Author: Andrea Gadberry
language: en
Publisher: University of Chicago Press
Release Date: 2020-11-10
What is thinking? What does it feel like? What is it good for? Andrea Gadberry looks for answers to these questions in the philosophy of René Descartes and finds them in the philosopher’s implicit poetics. Gadberry argues that Descartes’s thought was crucially enabled by poetry and shows how markers of poetic genres from love lyric and elegy to the puzzling forms of the riddle and the anagram betray an impassioned negotiation with the difficulties of thought and its limits. Where others have seen Cartesian philosophy as a triumph of reason, Gadberry reveals that the philosopher accused of having “slashed poetry’s throat” instead enlisted poetic form to contain thought’s frustrations. Gadberry’s approach to seventeenth-century writings poses questions urgent for the twenty-first. Bringing literature and philosophy into rich dialogue, Gadberry centers close reading as a method uniquely equipped to manage skepticism, tolerate critical ambivalence, and detect feeling in philosophy. Helping us read classic moments of philosophical argumentation in a new light, this elegant study also expands outward to redefine thinking in light of its poetic formations.
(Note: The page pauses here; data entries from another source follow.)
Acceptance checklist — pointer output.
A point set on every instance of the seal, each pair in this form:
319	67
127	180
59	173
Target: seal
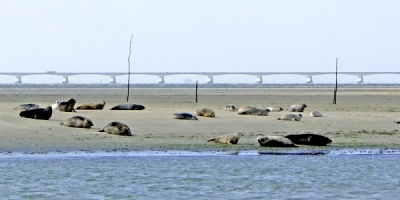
205	112
117	128
230	107
92	106
315	113
184	115
67	106
297	108
291	117
55	106
128	106
309	139
78	122
255	111
274	109
227	139
26	106
275	141
37	113
244	108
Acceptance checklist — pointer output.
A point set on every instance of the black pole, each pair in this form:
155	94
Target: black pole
129	67
196	89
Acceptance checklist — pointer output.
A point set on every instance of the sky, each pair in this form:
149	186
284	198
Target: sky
200	36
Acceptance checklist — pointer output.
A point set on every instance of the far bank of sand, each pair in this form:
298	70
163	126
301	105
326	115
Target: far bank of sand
362	117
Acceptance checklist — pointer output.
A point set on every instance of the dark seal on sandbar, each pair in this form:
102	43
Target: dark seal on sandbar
184	115
117	128
37	113
309	139
77	122
128	106
67	106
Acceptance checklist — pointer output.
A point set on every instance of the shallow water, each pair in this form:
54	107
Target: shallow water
182	176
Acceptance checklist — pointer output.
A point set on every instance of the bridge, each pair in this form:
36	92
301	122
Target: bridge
209	75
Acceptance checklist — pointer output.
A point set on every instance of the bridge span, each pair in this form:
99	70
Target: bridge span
209	75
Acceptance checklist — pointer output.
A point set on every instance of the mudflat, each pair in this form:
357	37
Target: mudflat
362	117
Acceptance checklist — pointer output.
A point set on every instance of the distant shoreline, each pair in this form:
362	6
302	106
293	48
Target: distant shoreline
205	85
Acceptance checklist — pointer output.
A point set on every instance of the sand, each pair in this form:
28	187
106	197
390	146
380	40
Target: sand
362	117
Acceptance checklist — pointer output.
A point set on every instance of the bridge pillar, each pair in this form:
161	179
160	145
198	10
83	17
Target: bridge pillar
161	79
210	79
18	79
360	79
65	79
309	79
259	79
113	79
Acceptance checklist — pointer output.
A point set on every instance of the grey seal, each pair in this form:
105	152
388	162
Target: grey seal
77	122
255	111
291	117
117	128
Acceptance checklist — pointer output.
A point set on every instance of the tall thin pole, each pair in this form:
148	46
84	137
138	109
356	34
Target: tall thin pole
334	93
129	67
196	89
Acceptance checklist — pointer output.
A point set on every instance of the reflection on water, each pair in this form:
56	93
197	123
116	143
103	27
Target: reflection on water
202	177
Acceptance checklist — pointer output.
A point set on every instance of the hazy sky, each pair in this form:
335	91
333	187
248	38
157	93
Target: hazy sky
199	36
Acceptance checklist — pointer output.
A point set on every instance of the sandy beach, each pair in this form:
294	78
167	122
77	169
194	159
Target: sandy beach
362	117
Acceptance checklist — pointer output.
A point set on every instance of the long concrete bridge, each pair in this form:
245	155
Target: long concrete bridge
209	75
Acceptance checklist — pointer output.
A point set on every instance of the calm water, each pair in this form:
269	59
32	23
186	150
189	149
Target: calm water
201	177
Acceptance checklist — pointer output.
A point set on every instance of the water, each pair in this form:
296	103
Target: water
201	177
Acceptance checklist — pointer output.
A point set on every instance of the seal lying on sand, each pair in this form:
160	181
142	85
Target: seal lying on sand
274	109
297	108
78	122
205	112
291	117
184	115
37	113
315	113
27	106
244	108
275	141
67	106
227	139
92	106
255	111
309	139
128	106
55	106
230	107
117	128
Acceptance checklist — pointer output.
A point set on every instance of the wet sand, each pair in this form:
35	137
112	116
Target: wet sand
362	117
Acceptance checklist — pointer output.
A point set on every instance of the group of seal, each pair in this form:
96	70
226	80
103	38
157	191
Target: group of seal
33	111
37	113
92	106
Metrical Claims and Poetic Experience

Author: Hannah Vandegrift Eldridge
language: en
Publisher: Oxford University Press
Release Date: 2022
Shows that analyzing meter as it is discussed and deployed in different historical moments offers crucial insights about language and how human beings use it, and explores how meter illuminates the interplay of culture, cognition, emotion, and embodiment.
The Poetics of the Common Knowledge

The Poetics of the Common Knowledge focuses on Descartes, Hegel, Freud, and the information theorists, on the one hand, and the poets of the American avant-garde, on the other. This book is a call literally for a new poetry, a new making that manifests the possibility for sense-making in a postmodern condition without universals or absolutes. In such a poetry, fragmentation bespeaks not brokenness but the richness of the world apprehended without the habits of recognition.